I am old enough to remember the 1970s GI Joe doll with the beard. I’m guessing that action figures sounded a lot cooler and less gay than dolls
Think what you will about the cartoons and movies, '70s G.I. Joes were awesome! The guns, gear, and accessories were very creative and they came in sets like G.I. Joe Sandstorm Survival, with an Egyptian sarcophagus, the G.I. Joe Submersible and Raisable Mini-Sub with SCUBA gear and a squid, a G.I Joe Jeep with an inflatable raft and a crocodile, a G.I. Joe Tank with a retractable barrel and light machine gun, etc.
And there were unforms for Army, Navy, Airforce, Marines, Intelligence, Pilot with a working parachute, Leaf Camo, Tiger Print Camo, Polar Exploring, Space Suits, etc.
Suderman just doesn't know what's good.
Jesus, we get it--you hate GI Joe. I am sure this is a bad movie, but it sounds like they pay some homage to the comic book stories you apparently never knew about. So that's something. Maybe next time assign the review to someone who doesn't outright hate the property it's based on.
"Sadly, very little in this movie revealed itself to me. Maybe my heart isn't pure?"
It's like the Dragon Scroll (which turned out to just be a reflective surface) from Kung Fu Panda, or Po's adoptive father's Secret Ingredient Soup. The secret is: There is no secret.
What do you call a male to female back to male robot that can contort into a vehicle? A former trans transformer.
Does anyone give a fuck one way or the other? The movie industry made itself irrelevant at least a decade ago.
Suderman watches a lot of dumb shit and plays stupid games when he could be banging his hot wife.
It's cool, I cover that part of things.
*buys Suderman another movie ticket*
I was going to link a great Vin Suprynowicz column on the real GI Joe, but it's behind a paywall now.
Just look up Mitchell Paige (USMC Medal of Honor winner), who agreed to serve as the model for GI Joe as long as Joe would always serve under the American flag (and not the UN banner, and certainly not for some international organization based in Brussels.)
Great, another stupid comic book movie (and that's what it basically is) that's as stupid as the original source material. Just like 2/3 of all movies made today.
I've never understood these world domination types. So you're dictator of the world, now what? It's sounds like a real pain in the ass job to me.
Perhaps the dumbest thing about this is that they've already told the origin story of Snake Eyes (and his nemesis Storm Shadow as well). They even put in a "twist" where it was really Zartan who killed Hard Master.
It doesn't really need retelling.
When GI:Joe was a thing, the toys (action figures) were a stand-in for the fact that the cartoon was only on on Saturdays (or maybe also during weekdays).
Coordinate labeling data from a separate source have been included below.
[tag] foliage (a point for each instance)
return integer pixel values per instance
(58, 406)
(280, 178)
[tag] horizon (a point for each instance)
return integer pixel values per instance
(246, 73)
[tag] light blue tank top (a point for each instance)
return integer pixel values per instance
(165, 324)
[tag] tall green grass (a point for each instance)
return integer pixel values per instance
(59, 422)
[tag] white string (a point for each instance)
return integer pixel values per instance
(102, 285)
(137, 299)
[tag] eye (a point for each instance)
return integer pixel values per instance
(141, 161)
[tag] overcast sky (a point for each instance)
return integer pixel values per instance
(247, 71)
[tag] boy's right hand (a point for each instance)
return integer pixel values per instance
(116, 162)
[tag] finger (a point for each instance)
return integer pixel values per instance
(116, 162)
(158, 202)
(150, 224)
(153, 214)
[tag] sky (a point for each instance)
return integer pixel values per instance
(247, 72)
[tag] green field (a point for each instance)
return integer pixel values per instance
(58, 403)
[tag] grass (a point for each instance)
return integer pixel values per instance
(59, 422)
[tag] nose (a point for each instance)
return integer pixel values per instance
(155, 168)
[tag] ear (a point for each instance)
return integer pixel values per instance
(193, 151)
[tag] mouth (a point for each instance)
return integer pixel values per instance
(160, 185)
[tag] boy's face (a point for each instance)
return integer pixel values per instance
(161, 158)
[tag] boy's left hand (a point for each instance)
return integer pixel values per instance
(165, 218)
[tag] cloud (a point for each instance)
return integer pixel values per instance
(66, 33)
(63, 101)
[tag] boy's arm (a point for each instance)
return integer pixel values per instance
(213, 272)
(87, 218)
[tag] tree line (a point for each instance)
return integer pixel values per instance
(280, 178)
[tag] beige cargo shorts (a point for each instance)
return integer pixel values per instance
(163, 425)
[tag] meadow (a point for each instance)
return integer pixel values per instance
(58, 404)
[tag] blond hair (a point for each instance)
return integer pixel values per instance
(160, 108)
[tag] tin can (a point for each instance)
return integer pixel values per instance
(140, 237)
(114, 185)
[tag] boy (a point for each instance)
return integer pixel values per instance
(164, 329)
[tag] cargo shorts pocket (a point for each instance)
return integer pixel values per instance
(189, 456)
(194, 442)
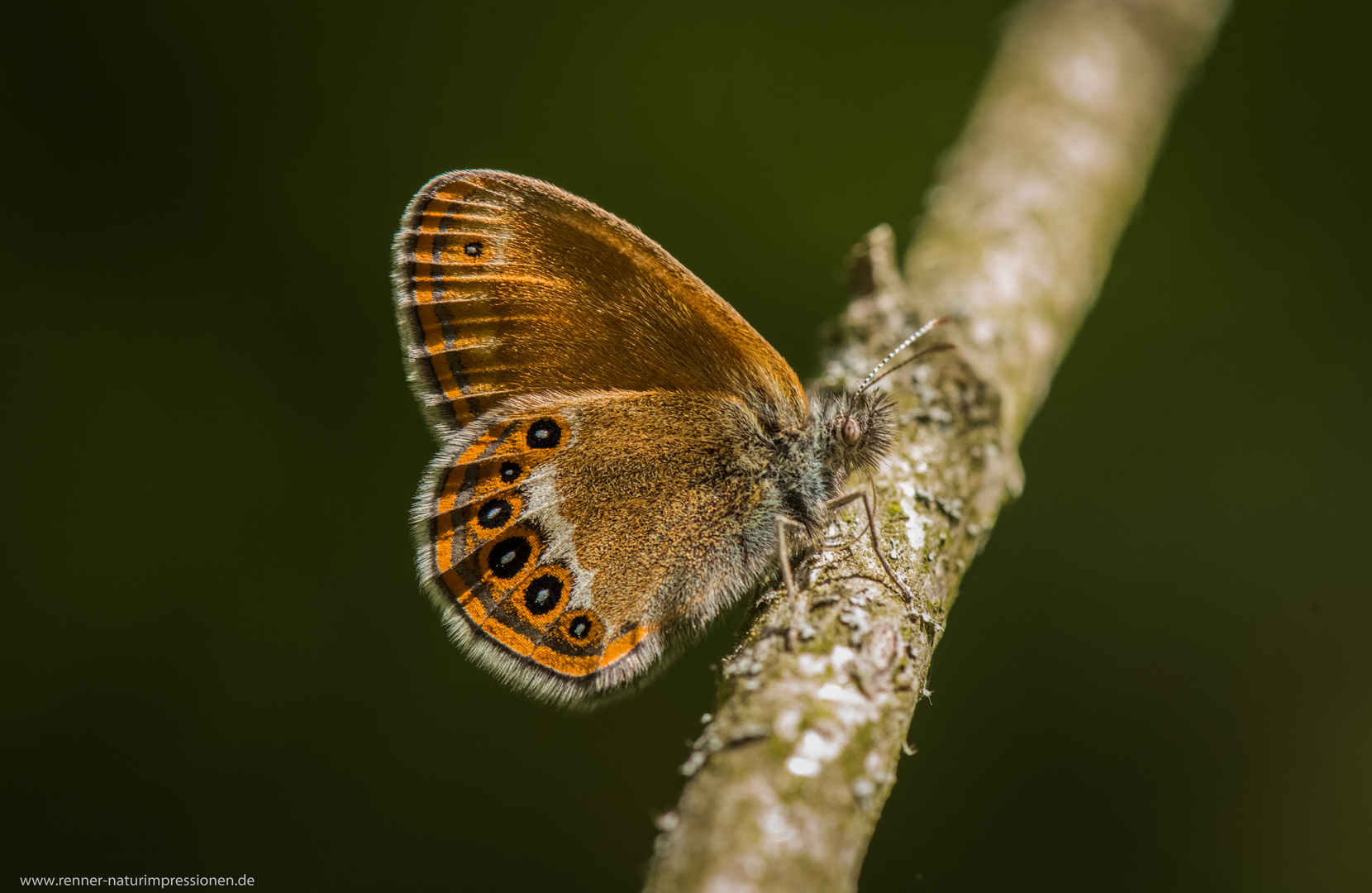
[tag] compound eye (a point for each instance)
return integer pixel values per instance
(850, 430)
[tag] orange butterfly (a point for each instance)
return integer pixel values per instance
(617, 443)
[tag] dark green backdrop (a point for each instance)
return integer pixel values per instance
(1158, 674)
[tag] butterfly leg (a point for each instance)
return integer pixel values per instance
(871, 528)
(798, 605)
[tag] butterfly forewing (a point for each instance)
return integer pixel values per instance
(508, 285)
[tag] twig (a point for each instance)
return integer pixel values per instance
(793, 768)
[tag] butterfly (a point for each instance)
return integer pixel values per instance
(622, 453)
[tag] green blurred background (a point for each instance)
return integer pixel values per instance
(1157, 676)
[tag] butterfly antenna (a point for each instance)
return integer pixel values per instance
(924, 329)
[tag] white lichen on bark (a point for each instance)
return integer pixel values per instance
(790, 772)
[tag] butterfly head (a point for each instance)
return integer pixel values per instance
(858, 431)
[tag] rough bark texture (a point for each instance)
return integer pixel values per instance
(789, 776)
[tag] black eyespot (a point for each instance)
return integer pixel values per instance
(509, 556)
(542, 595)
(544, 435)
(579, 627)
(494, 513)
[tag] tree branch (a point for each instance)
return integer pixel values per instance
(789, 776)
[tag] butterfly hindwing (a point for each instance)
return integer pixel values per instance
(569, 537)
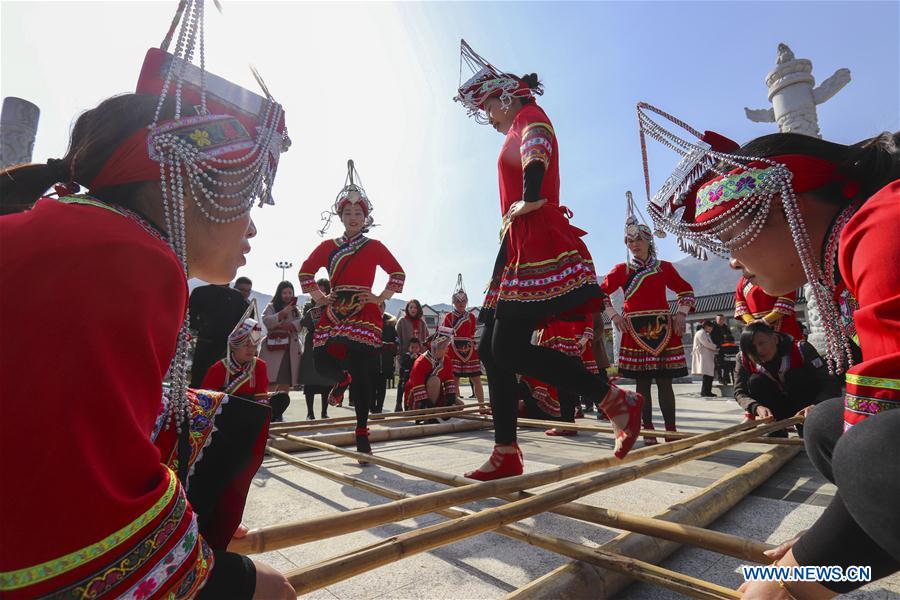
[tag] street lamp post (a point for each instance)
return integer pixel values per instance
(283, 264)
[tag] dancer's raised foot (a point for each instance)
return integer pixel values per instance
(505, 461)
(624, 411)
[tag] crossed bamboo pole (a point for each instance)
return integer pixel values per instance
(683, 584)
(339, 568)
(675, 435)
(289, 534)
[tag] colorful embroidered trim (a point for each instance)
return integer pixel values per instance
(732, 187)
(11, 580)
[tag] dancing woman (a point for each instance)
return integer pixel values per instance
(651, 336)
(543, 269)
(170, 195)
(347, 340)
(790, 209)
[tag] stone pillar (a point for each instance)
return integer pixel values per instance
(794, 101)
(18, 128)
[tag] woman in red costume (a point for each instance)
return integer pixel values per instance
(170, 194)
(543, 269)
(463, 352)
(347, 342)
(790, 209)
(651, 336)
(751, 304)
(241, 372)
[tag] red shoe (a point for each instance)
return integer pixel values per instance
(621, 405)
(561, 432)
(506, 464)
(362, 442)
(671, 439)
(336, 395)
(649, 440)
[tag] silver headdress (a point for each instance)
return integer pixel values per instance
(486, 81)
(459, 293)
(719, 201)
(352, 193)
(220, 148)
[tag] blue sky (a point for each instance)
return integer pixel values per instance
(373, 82)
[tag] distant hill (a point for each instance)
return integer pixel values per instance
(708, 276)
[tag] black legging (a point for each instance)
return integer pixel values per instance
(361, 364)
(861, 526)
(505, 350)
(310, 391)
(665, 397)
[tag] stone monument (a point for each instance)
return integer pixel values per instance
(18, 128)
(794, 101)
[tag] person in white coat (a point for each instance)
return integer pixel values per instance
(703, 358)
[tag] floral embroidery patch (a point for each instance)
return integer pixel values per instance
(733, 187)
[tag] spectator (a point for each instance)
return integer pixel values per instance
(214, 312)
(244, 286)
(281, 348)
(410, 325)
(313, 381)
(703, 357)
(779, 376)
(721, 332)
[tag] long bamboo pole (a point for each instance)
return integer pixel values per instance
(330, 571)
(284, 535)
(647, 572)
(291, 425)
(678, 435)
(552, 475)
(347, 438)
(443, 412)
(578, 579)
(299, 532)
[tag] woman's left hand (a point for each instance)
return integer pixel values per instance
(521, 207)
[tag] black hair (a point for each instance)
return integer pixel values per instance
(747, 347)
(94, 137)
(277, 303)
(418, 305)
(873, 162)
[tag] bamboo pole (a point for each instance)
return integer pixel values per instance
(442, 412)
(578, 579)
(678, 435)
(680, 583)
(276, 537)
(290, 425)
(339, 568)
(348, 438)
(299, 532)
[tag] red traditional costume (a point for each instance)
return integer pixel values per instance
(752, 303)
(126, 527)
(649, 346)
(136, 535)
(543, 268)
(463, 351)
(855, 280)
(350, 323)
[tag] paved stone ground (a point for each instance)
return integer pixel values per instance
(490, 565)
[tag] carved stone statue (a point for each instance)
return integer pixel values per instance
(793, 96)
(18, 127)
(794, 101)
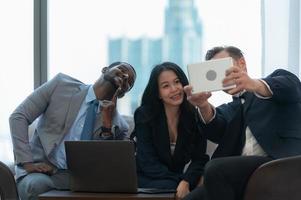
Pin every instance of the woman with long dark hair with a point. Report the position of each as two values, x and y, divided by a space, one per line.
167 134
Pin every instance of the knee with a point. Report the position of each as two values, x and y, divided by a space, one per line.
212 170
31 188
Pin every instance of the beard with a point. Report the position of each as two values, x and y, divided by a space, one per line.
111 80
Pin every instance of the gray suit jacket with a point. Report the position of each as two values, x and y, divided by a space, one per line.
56 103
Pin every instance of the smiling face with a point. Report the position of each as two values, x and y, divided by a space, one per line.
120 76
170 88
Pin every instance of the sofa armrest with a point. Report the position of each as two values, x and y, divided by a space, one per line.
276 180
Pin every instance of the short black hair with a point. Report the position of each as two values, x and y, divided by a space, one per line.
234 52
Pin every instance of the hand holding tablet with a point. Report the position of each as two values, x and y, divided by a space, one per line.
208 76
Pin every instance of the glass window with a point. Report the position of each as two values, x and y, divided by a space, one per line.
16 61
85 36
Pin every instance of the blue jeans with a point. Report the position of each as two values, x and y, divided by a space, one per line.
34 184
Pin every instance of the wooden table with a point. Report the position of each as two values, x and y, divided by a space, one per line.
57 194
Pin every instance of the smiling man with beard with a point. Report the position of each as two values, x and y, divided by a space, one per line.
67 110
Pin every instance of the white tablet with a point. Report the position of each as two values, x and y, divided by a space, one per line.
208 76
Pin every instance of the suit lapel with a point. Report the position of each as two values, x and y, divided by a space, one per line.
248 100
74 106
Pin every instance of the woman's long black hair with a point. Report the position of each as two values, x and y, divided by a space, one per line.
150 96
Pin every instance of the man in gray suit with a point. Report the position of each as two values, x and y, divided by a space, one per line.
61 105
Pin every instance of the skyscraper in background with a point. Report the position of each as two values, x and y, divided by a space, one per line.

In the interim, you had to use your imagination. With the action figures you could replay your favorite scenes or make up completely new ones.
Now with movies and serial productions being available any time, you can repeat-watch them as often as you want.
This leads to collectors being the only people who are still highly interested in action figures. (Somebody could do a movie about that... oh wait... Pixar did.)
G.I. Joe cartoon is like a manque version of Action Man. But I went to the cinema with my friend who has not watched the cartoon and he liked the film.
The execs at the studio and at Hasbro are the ones who asked for this movie. The studio is desperate to get the "GI Joe" film franchise into viability, and they're already in a decent hole after the first two movies that were put out. The Box Office success of Magic Mike likely doomed any hope of the 2nd movie making real progress, since it led to a re-write in which Channing Tatum's character had to be salvaged in a concept that was supposed to be a total shaking of the etch-a-sketch and re-start to make distance from the stink of the first GI Joe movie.
I'm sure Hasbro would love to get to sell some toys as well, but so far the Hollywood side isn't helping much.